At the top they found another level centered on a low-ceilinged, round chamber lit by torches. Numerous doorways opened to side passages, and those passages were full of cowering women, children, and elderly. Only one set of stairs led up.

"Madmen and Wolves, with me!" shouted Talaos, "Others, take prisoners!"

He charged up the stairs, arcing lightning. Ten more men and women with red eyes and maddened expressions came leaping down, swinging clubs, axes, and swords. Talaos blasted them with lightning again and again. They stopped only when their bodies were burned or shattered to the point of destruction.

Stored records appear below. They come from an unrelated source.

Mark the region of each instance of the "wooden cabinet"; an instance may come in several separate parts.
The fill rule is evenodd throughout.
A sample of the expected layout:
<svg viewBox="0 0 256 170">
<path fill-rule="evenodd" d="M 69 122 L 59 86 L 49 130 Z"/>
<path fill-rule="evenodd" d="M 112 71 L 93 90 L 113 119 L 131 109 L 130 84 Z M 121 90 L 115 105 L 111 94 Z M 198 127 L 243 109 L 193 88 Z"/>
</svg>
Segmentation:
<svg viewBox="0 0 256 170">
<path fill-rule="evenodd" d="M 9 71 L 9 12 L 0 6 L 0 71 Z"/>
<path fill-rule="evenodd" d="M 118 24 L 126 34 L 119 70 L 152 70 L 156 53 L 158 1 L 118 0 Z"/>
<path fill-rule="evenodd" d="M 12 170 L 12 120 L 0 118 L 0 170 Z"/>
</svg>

The stairs opened into what looked like a guard room, and then a final flight went to the surface. Talaos charged up, rounded and faced what was to be seen. At the top he found many signs of the destruction he’d wrought with his lightning. There was also something else. A vast circular platform of wood and pitch sat in the center, and from it flames began to rise. Around it gathered the white-robed women and a motley collection of people of various ages. Most of the adults were tall. Even the children had red-shot eyes and tattoos.

The women in white robes held knives, dripping red with gore, and what had looked at a distance like patterns on their robes were now seen to be spatters of dried blood. There were corpses piled near the tower with the gallows. Some were in military uniforms of various cities, and others in the simple clothes of followers of the Prophet.

Atop the smoldering wood at the center stood Larikos.

The crowd around the fire glared with bloodshot eyes at Talaos and his companions. Though few looked like warriors, they had a variety of weapons. Talaos noticed that the adults resembled Larikos to a degree rare except among close kin, and the children under about age seven, all of them, looked eerily like him. Some in the crowd crouched, with feral expressions, as if to attack.